Since she was old enough to hold a pencil and write between the scribed lines, author and New York Times food critic Molly O’Neill ‘75 knew that her highest calling was to chronicle the life of her Columbus, Ohio, family as Epic Tale. “I was determined to redeem us,” she writes, “to save us not only from ourselves but also from the terrible possibility of being ordinary.” Not a chance, though her memoir Mostly True (Scribner, 2006) is quintessentially American: tradition meets self-invention, reality meets denial, and then there’s food and baseball… Here, an excerpt:
My father had a genius for dodging bad news, bill collectors, confrontations, broken hearts, and the condition that is commonly called “reality.” He would not allow the unpleasant or the unresolved into his stories and therefore he had no misgivings and no regrets. Doubt and worry, along with home maintenance, child care, financial planning, and historical accuracy, were my mother’s department. She also had strong feelings about what she calls “the truth,” a phrase that she uses interchangeably with words such as “fact” and “evidence.”

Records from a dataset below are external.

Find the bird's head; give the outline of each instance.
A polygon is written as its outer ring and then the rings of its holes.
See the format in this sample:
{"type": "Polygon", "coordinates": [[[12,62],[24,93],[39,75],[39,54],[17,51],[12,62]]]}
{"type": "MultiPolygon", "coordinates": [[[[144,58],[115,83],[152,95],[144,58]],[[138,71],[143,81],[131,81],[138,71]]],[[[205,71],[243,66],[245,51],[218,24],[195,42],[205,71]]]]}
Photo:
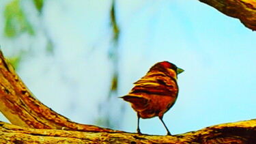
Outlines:
{"type": "Polygon", "coordinates": [[[166,68],[169,72],[173,73],[175,72],[176,74],[179,74],[184,71],[184,70],[177,68],[175,64],[169,63],[167,61],[160,62],[158,63],[166,68]]]}

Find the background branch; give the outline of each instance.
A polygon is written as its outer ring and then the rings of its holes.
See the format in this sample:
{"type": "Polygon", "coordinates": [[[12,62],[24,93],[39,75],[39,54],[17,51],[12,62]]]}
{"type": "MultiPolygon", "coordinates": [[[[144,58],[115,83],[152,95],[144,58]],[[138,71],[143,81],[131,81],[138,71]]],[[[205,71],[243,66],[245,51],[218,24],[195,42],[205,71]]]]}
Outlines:
{"type": "Polygon", "coordinates": [[[254,0],[199,0],[221,12],[240,20],[245,27],[256,31],[256,1],[254,0]]]}

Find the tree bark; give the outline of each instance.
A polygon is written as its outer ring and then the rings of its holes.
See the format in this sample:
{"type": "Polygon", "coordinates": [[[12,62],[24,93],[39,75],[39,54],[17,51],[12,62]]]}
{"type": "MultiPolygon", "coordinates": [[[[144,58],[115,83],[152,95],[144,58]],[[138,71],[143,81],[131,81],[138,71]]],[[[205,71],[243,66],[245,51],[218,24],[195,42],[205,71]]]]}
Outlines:
{"type": "Polygon", "coordinates": [[[7,142],[14,143],[256,143],[256,119],[216,125],[197,132],[175,136],[33,129],[0,121],[0,143],[7,142]]]}
{"type": "Polygon", "coordinates": [[[255,0],[199,0],[221,12],[240,20],[245,27],[256,31],[256,1],[255,0]]]}
{"type": "Polygon", "coordinates": [[[0,87],[0,111],[12,124],[33,128],[117,132],[71,121],[44,105],[27,89],[1,51],[0,87]]]}

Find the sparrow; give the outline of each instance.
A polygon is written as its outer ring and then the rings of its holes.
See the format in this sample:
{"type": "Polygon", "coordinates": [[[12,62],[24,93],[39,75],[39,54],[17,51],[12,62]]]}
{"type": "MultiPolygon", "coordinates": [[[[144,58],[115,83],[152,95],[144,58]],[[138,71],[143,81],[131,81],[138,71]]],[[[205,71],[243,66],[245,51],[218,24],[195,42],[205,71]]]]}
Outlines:
{"type": "Polygon", "coordinates": [[[154,65],[145,76],[135,82],[126,96],[119,97],[131,104],[137,114],[137,133],[141,134],[139,119],[158,117],[167,131],[162,117],[176,101],[179,88],[177,75],[184,70],[173,63],[162,61],[154,65]]]}

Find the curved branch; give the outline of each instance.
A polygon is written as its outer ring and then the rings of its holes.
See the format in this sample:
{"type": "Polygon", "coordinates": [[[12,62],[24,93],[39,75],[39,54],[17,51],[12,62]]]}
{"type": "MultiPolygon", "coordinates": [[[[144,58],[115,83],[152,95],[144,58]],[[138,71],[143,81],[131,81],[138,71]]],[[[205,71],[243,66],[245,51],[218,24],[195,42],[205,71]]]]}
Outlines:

These differences made it difficult for my parents to see eye to eye. They were not contentious people. They just didn’t agree with each other about what had happened, what might have happened, and what should have happened–if only the other one had been different. As a result, I grew up in the middle of an argument between two Americas. My mother’s America had good silver, a positive cash flow, and higher education. My father’s had baseball bats, a Dust Bowl, and a dairy herd. Tirelessly, doggedly, my parents returned to the past–not only to explain the present and predict the future, but also to determine which of them was leading in the long, hard race to shape the story of our lives.